The sport of football in the country of Zimbabwe is run by the Zimbabwe Football Association. The association administers the national football team, as well as the Premier League. It is the most popular sport in that nation. It was introduced to the country by the British colonialists by the end of the 19th century and quickly took hold.

Early History
From 1890 onwards, white settlers played football in what was then Southern Rhodesia. As in other sports, a strict racial separation prevented Black men and women from participating in the sport. The first club for Black workers, set up to divert black laborers from protests and gambling, was Highlanders F.C., which was founded in Bulawayo in the 1920s. At the time, the white settler clubs, as the Highlanders, where football clubs from and for men. If women's football was organised in some form at the time is unknown.

A men's national team was first formed to play the visiting England Amateur national football team in 1929. In 1946 a men's national team played a first full international against Northern Rhodesia (Zambia). Until 1965, only white men were selected to play for the national team.

Football governance
The Zimbabwe Football Association (ZIFA) is the governing body of football in Zimbabwe. It was formed in 1892 and governs men's football since then and women's football since the mid 1990s.

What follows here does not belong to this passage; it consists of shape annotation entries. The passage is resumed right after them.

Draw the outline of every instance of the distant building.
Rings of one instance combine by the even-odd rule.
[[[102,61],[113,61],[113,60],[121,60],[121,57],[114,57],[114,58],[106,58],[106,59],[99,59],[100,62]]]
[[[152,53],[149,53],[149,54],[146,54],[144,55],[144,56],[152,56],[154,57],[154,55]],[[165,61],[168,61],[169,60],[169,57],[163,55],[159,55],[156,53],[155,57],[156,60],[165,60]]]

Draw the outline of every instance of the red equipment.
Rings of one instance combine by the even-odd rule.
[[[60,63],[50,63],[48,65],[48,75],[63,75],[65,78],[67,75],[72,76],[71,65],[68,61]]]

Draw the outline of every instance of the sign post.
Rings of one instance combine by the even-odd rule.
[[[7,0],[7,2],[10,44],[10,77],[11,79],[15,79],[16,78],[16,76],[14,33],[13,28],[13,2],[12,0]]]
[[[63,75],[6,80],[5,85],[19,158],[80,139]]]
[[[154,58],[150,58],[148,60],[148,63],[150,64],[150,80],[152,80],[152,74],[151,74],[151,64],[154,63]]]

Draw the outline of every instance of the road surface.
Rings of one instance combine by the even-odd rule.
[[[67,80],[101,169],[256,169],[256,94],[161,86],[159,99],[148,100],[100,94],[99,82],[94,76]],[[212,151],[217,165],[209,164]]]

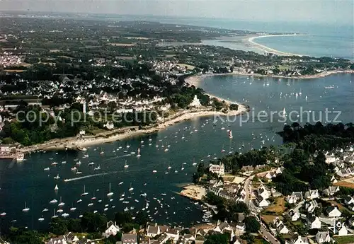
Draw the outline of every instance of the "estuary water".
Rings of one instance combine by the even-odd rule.
[[[161,223],[190,226],[200,221],[200,207],[174,192],[191,182],[196,170],[194,162],[207,164],[209,160],[230,151],[281,144],[281,138],[275,132],[282,129],[284,123],[292,122],[285,122],[278,113],[271,119],[272,111],[285,110],[290,115],[302,108],[314,112],[315,120],[310,117],[307,121],[304,117],[304,121],[299,121],[303,124],[316,122],[327,108],[341,112],[337,120],[353,122],[352,81],[353,74],[309,80],[210,76],[201,83],[201,88],[250,105],[255,115],[244,115],[236,120],[229,117],[229,122],[222,117],[198,117],[154,134],[91,146],[86,152],[37,152],[27,155],[23,163],[1,161],[0,213],[6,213],[0,217],[1,228],[13,225],[40,229],[47,227],[53,214],[66,213],[75,218],[85,211],[97,211],[113,218],[115,212],[124,209],[132,213],[144,211],[152,221]],[[268,115],[256,116],[260,111]],[[336,115],[329,113],[328,120]],[[292,121],[299,119],[295,114]],[[324,123],[324,115],[321,119]],[[232,139],[228,136],[229,129]],[[138,148],[139,158],[137,157]],[[125,168],[125,162],[129,167]],[[98,166],[100,169],[95,170]],[[72,170],[74,167],[76,171]],[[60,179],[54,178],[57,175]],[[110,183],[113,194],[108,197]],[[57,185],[59,190],[55,191]],[[84,187],[87,194],[81,196]],[[60,198],[64,205],[59,207]],[[58,202],[50,204],[53,199]],[[79,199],[82,202],[78,203]],[[28,212],[23,211],[25,202],[30,208]],[[73,207],[75,211],[70,210]],[[48,211],[42,212],[44,209]],[[57,212],[58,209],[63,211]],[[44,220],[39,221],[40,218]]]

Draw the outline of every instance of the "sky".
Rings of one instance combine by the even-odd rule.
[[[0,11],[202,17],[354,25],[351,0],[0,0]]]

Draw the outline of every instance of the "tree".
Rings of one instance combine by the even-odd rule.
[[[68,232],[67,221],[62,218],[54,218],[50,223],[50,231],[55,235],[64,235]]]
[[[139,212],[135,216],[135,222],[140,226],[145,226],[149,221],[149,216],[146,212]]]
[[[261,228],[261,223],[253,216],[246,217],[244,223],[246,225],[246,231],[249,233],[257,233]]]
[[[115,213],[114,217],[115,223],[122,226],[126,223],[132,223],[132,214],[130,212]]]
[[[88,233],[102,232],[105,228],[107,218],[99,214],[86,212],[81,218],[81,228]]]
[[[10,228],[9,240],[16,244],[42,244],[42,237],[35,231]]]

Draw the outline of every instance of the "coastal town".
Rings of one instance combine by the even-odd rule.
[[[250,110],[246,103],[207,93],[200,87],[203,79],[242,76],[249,85],[265,77],[277,82],[297,81],[353,74],[353,62],[275,54],[268,52],[271,49],[257,53],[202,45],[203,40],[223,37],[250,38],[252,45],[255,36],[263,37],[264,33],[145,21],[76,18],[52,21],[56,17],[1,17],[4,25],[0,27],[0,159],[6,162],[1,168],[12,170],[27,164],[27,160],[42,164],[30,171],[28,185],[35,189],[30,190],[31,207],[29,198],[23,197],[23,215],[10,206],[0,210],[0,244],[354,243],[354,124],[350,122],[285,123],[282,132],[272,131],[269,136],[255,135],[257,129],[253,128],[252,140],[258,136],[261,146],[249,143],[248,151],[243,151],[244,141],[232,144],[233,132],[238,132],[232,130],[227,120],[209,117],[200,124],[155,136],[197,117],[227,115],[229,119]],[[297,92],[292,92],[297,98]],[[222,149],[216,149],[219,154],[208,151],[207,156],[195,160],[193,152],[188,156],[193,163],[192,158],[183,163],[166,156],[180,142],[189,141],[190,147],[203,144],[191,136],[198,132],[206,134],[207,126],[212,139],[226,139]],[[266,146],[266,141],[275,141],[275,133],[282,144]],[[136,141],[125,141],[138,137]],[[147,154],[138,161],[146,148],[152,155],[162,155],[161,161],[149,160]],[[183,148],[175,153],[188,154]],[[47,154],[45,162],[38,160]],[[131,171],[128,158],[136,163]],[[171,163],[178,168],[172,170]],[[192,173],[185,170],[188,165]],[[148,171],[146,177],[133,175]],[[134,175],[139,175],[135,182]],[[35,176],[42,177],[40,183],[35,182]],[[152,193],[148,199],[143,192],[146,188],[139,189],[139,193],[137,190],[134,197],[133,184],[142,187],[153,182],[154,190],[165,187],[164,180],[170,176],[189,179],[193,184],[173,184],[171,189],[182,190],[170,191],[173,195],[168,197],[166,192]],[[105,190],[100,192],[96,179],[101,177]],[[115,184],[123,177],[127,178],[125,187],[130,185],[125,192],[118,188],[122,187],[122,180]],[[53,185],[45,181],[49,178]],[[74,185],[86,179],[92,179],[87,184],[97,187],[88,192],[85,183]],[[110,180],[120,191],[116,203]],[[6,196],[16,184],[15,180],[4,183],[0,193]],[[26,214],[34,212],[36,187],[47,185],[55,198],[47,201],[52,197],[49,191],[40,192],[48,205],[36,213],[40,214],[36,222],[42,225],[35,231],[33,216],[21,223],[16,215],[29,219]],[[25,187],[21,185],[21,191],[16,187],[18,194],[24,192]],[[74,194],[79,198],[71,199],[65,211],[62,198]],[[79,205],[83,199],[87,208],[76,210],[75,206],[83,206]],[[156,207],[150,206],[152,202]],[[171,220],[166,208],[174,216],[190,217],[190,207],[173,211],[182,202],[195,207],[200,219],[189,225]],[[123,211],[115,209],[115,204],[126,204]],[[100,204],[102,211],[91,208]],[[142,204],[142,209],[133,204]],[[52,210],[53,215],[45,219]],[[166,222],[153,219],[159,216],[165,216]],[[1,223],[6,225],[1,227]]]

ZIFA joined FIFA in 1965 and CAF in 1980.

Leagues 
The highest tier in women's football is the Zimbabwe Women's Football Super League, while the highest men's league is called Zimbabwe Premier Soccer League.

Cup system
The Cup of Zimbabwe is the national men's football cup tournament, while the Zimbabwean Independence Trophy, often also called Uhuru Cup, is an additional annual cup event.
There is currently no women's cup tournament in Zimbabwe.

Men's national team

The biggest success of the Zimbabwe national team to date was the participation in the Africa Cup of Nations in Tunisia 2004, Egypt 2006, Gabon 2017, Egypt 2019 and Cameroon 2021. A team of players from the local league furthermore finished fourth at the 2014 African Nations Championship.

Women's national team

The Zimbabwe women's national football team is the only Zimbabwean international team that qualified for a major intercontinental tournament, the 2016 Olympics in Brazil. While losing all three group stage matches against Germany, Canada and Australia, they managed to score a single goal in each match. The national team also finished fourth at the 2000 African Women's Championship in South Africa and qualified for the Women's Africa Cup of Nations in Nigeria 2002, South Africa 2004 and Cameroon 2016. In 2011, the women's national team won the 2011 COSAFA Women's Championship on home soil.